Location
- Australia 33°49′15.80″S 151°10′13.01″E﻿ / ﻿33.8210556°S 151.1702806°E

Information
- Established: 1969
- Grades: P–6
- Enrolment: 93 (2006)
- Campus type: Suburban

= Currambena School =

Currambena School is an independent primary and preschool in Lane Cove, New South Wales.

==History==

The school was established in 1969, when the then Woodley Preparatory School was purchased by the founders. It was one of a number of alternative schools that pioneered the application in Australia of the ideas of progressive educationalist A. S. Neill.

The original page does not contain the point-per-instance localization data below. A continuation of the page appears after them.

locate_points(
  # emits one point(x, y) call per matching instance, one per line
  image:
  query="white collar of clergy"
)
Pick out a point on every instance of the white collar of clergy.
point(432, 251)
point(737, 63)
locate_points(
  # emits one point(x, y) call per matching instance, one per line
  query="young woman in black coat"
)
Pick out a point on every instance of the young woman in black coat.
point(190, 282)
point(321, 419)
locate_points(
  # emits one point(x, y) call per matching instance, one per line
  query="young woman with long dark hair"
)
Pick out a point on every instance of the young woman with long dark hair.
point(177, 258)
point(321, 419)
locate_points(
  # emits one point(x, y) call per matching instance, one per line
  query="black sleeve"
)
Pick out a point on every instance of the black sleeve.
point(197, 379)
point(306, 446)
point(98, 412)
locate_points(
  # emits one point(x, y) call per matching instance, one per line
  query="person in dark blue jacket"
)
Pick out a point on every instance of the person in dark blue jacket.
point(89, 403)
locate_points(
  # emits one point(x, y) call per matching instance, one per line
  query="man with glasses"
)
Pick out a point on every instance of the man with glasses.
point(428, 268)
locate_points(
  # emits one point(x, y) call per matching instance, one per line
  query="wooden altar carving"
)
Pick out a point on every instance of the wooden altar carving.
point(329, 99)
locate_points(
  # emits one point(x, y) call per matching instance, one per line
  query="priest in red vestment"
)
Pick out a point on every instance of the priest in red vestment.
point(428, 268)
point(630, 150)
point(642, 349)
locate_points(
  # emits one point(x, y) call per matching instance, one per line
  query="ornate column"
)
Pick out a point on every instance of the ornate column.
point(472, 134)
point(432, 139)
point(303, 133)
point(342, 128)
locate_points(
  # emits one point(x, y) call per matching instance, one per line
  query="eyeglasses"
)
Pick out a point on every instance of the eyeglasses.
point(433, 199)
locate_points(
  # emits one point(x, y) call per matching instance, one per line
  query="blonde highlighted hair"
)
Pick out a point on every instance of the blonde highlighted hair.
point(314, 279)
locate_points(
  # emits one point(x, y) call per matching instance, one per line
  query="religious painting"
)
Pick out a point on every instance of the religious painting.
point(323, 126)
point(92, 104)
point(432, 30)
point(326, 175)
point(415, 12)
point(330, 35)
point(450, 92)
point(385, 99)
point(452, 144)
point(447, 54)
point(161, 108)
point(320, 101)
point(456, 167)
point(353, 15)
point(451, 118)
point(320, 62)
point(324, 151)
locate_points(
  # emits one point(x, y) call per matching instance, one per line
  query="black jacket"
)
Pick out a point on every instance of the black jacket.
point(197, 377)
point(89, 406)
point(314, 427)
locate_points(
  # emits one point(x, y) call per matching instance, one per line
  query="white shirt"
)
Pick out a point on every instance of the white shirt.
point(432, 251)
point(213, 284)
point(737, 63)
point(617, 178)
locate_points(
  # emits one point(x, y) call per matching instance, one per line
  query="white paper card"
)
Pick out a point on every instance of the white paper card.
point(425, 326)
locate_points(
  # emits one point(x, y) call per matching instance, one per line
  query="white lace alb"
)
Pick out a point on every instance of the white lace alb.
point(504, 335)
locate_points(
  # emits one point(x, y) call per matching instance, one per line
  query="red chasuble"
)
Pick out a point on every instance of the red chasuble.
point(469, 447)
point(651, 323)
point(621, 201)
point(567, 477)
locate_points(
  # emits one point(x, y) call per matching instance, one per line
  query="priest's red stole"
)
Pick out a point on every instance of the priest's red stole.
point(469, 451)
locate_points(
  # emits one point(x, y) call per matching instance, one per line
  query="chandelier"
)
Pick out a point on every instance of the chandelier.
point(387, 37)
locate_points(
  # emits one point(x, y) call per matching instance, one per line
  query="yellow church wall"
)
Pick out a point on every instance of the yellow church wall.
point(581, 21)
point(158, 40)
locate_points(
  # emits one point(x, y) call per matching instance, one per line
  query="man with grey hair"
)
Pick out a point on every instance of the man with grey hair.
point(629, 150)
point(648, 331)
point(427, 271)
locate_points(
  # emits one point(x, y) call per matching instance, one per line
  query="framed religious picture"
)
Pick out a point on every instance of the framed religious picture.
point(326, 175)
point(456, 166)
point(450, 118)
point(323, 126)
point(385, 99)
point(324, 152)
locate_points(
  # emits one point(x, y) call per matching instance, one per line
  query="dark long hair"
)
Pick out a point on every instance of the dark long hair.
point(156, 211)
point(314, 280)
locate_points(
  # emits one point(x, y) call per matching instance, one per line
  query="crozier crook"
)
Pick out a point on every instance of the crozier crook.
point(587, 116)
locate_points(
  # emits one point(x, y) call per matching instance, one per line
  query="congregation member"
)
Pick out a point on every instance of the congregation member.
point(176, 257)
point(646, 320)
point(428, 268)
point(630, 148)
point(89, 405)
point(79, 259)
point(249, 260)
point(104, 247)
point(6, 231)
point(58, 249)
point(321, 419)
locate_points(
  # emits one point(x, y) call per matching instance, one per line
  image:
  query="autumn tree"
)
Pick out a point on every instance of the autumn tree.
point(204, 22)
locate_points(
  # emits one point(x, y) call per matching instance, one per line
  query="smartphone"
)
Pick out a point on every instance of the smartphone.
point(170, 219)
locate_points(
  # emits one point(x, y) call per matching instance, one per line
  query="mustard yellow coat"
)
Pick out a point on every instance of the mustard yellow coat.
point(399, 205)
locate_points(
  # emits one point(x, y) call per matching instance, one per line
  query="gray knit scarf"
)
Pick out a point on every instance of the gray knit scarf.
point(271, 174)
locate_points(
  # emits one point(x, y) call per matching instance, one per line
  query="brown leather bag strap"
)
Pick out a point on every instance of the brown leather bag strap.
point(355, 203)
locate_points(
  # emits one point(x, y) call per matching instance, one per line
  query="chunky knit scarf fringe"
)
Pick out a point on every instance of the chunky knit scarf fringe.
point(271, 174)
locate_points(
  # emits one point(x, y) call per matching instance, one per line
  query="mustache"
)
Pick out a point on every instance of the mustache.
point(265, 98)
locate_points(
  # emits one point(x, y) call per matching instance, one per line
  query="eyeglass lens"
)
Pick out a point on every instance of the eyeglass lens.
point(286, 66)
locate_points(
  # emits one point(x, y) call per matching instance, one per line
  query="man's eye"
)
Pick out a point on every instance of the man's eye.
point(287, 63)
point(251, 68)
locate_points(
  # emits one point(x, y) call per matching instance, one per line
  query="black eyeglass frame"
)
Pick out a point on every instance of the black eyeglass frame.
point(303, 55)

The school commenced with 116 students in January 1970: 72 in the preschool and 44 in the primary. The school expanded to include a second adjacent building in 1971. In 2003 the school had 71 students; in 2004 this had grown to 88 students in 2006 the school had 93 students. The Commonwealth government uses a measure of socio-economic status of independent schools to help determine their funding; Currambena has scored highly on this scale (meaning its students live in high socio-economic status locations).

As an alternative school, Currambena experienced external pressures from increasing standardisation of curricula, and from reforms to student assessment. Representatives of the school were prominent in criticising developments in education policy such as the introduction of national standardised tests.

==Organisation and activities==
The school is administered by a council comprising six parents and three teachers; it has no school principal. The board is democratic and responsible for curriculum, facilities and employment decisions. The original articles of association stipulated a maximum class size of 25; this was subsequently reduced to 22, with classes split into three age groups.

The school emphasises creativity and flexibility in responding to the needs of individual children.